Zło zstąpiło na ziemię – powiedział mu wiatr, szum drzew i błyskawica, a leśny strumyk przekazywał tę pieśń dalej i dalej. Bezimienny Szaman ocknął się ze snu, który trwał tysiące lat.
Snu, którego nie przerwała żadna z wojen światowych, żadna inkwizycja, żaden potop, ani żadna inna krzywda, o których sumiennie donosiły drgania ziemi, mętne fale powodziowe, czy nawet pożary, najbardziej dosadne i żądne wysłuchania...
Bezimienny Szaman ocknął się i opuścił kryjówkę. Na północnej półkuli, w tym dziwnym kraju, gdzie morze jest na północy, a góry na południu, w jakimś zakamarku miejskiej aglomeracji ktoś ją przywołał. Prędzej czy później musiało to nastąpić. Ktoś został zwabiony i wykorzystany, a ona – jak to ona – nieśpiesznie zaczynała obrastać w siłę.
Mogło by to trwać latami, wiekami nawet, ale zaczęło się i Bezimienny Szaman otrząsnął się ze snu.

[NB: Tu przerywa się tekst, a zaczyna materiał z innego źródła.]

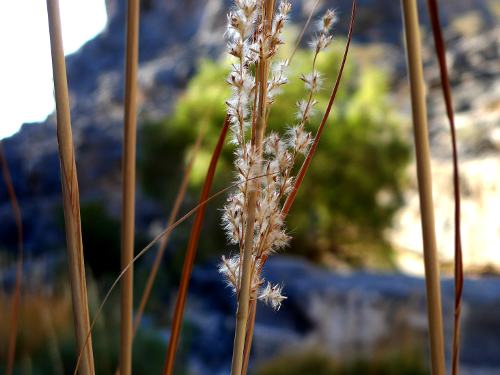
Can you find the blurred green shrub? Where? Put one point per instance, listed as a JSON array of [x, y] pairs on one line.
[[320, 364], [354, 186]]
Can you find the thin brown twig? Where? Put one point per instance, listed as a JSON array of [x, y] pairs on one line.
[[422, 149], [305, 166], [128, 194], [191, 254], [253, 305], [459, 272], [146, 249], [71, 199], [251, 203], [304, 28], [164, 241], [16, 297]]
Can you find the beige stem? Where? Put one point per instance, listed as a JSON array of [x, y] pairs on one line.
[[419, 110], [71, 198], [251, 204], [128, 173]]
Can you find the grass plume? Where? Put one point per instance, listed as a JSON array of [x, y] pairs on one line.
[[459, 272]]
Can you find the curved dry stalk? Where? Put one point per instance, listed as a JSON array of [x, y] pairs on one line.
[[191, 254], [16, 298], [145, 250], [71, 199], [445, 83], [148, 247], [164, 241], [304, 28], [419, 112], [251, 204], [128, 193]]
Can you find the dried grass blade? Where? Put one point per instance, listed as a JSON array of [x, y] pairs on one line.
[[422, 150], [71, 199], [128, 175], [305, 166], [164, 241], [445, 83], [16, 297], [191, 254]]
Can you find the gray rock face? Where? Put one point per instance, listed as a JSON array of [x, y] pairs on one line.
[[343, 315], [173, 36]]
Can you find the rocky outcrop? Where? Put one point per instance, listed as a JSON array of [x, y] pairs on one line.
[[475, 75], [347, 316]]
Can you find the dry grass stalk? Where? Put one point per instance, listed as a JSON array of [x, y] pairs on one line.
[[459, 273], [258, 128], [128, 173], [71, 200], [191, 254], [302, 172], [414, 61], [16, 297], [253, 217], [164, 240]]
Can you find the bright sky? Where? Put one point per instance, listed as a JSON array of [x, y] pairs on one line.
[[26, 91]]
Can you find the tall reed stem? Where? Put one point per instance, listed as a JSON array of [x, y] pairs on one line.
[[419, 110], [16, 297], [246, 271], [128, 173], [71, 199], [164, 240]]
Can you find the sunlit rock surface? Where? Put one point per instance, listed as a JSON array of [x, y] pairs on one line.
[[174, 35], [347, 316], [475, 74]]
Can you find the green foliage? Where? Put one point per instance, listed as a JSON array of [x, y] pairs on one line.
[[354, 185], [320, 364]]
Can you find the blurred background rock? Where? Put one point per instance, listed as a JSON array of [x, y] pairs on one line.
[[358, 211]]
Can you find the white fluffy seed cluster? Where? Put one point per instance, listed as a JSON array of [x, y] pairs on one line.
[[270, 171]]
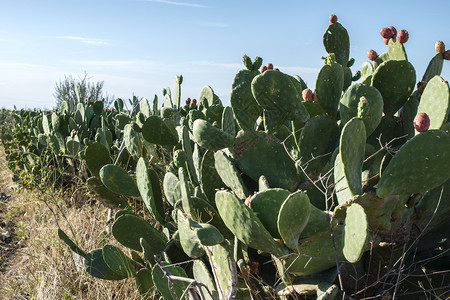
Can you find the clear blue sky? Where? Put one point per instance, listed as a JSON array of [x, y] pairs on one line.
[[139, 46]]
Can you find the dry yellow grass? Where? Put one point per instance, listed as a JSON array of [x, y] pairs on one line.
[[35, 263]]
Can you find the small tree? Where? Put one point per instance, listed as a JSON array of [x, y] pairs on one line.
[[87, 91]]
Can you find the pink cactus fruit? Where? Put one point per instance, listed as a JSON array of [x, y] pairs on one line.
[[386, 32], [372, 55], [394, 31], [421, 86], [333, 19], [447, 55], [402, 36], [439, 47], [263, 69], [308, 95], [421, 122]]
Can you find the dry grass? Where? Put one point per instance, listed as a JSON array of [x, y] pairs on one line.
[[40, 266]]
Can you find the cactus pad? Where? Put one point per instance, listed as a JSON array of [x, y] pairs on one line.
[[293, 217], [355, 233], [245, 225], [421, 164]]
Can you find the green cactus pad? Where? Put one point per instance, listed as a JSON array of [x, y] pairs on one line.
[[245, 224], [337, 41], [251, 148], [318, 139], [396, 50], [104, 195], [186, 144], [118, 261], [73, 147], [96, 266], [421, 164], [230, 176], [211, 137], [395, 79], [96, 156], [329, 86], [155, 131], [224, 269], [208, 93], [129, 229], [316, 253], [318, 222], [348, 77], [349, 105], [350, 162], [171, 188], [355, 233], [189, 242], [150, 190], [145, 108], [228, 123], [434, 67], [210, 180], [162, 282], [208, 234], [435, 102], [63, 236], [131, 139], [203, 275], [293, 217], [366, 72], [187, 191], [144, 283], [276, 92], [245, 108], [266, 206], [118, 181], [408, 112]]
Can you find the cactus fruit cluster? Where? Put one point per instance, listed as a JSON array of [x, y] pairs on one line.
[[321, 183]]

Przemierzył cały świat jako wicher, tornado, dotarł do Indii, rozbił się o brzeg jako tsunami, sunął dalej, ogniem trawiąc stepy, a nim dotarł do granic owego dziwacznego kraju, rozsypał się w miliardy śnieżnych gwiazdeczek i śnieżynek., zimowych puszków, które sparaliżowały zwyczajne życie mieszkańców. Nie tylko dla odwrócenia uwagi, musiał wyzbyć się energii, w końcu ostatni raz wyżył się tak, gdy tonęła Atlantyda.
Zło było zuchwałe, choć jeszcze słabe. Potrzebowało ofiar i kolejnych wcieleń. On też potrzebował wcielenia, by nie zorientowała się, zła. Potrzebował ciała, któremu nieobca jest magia, by nie obróciło się w proch przy pierwszej okazji. Musiał się spieszyć. Ona już wyciąga szpony po kolejną duszę...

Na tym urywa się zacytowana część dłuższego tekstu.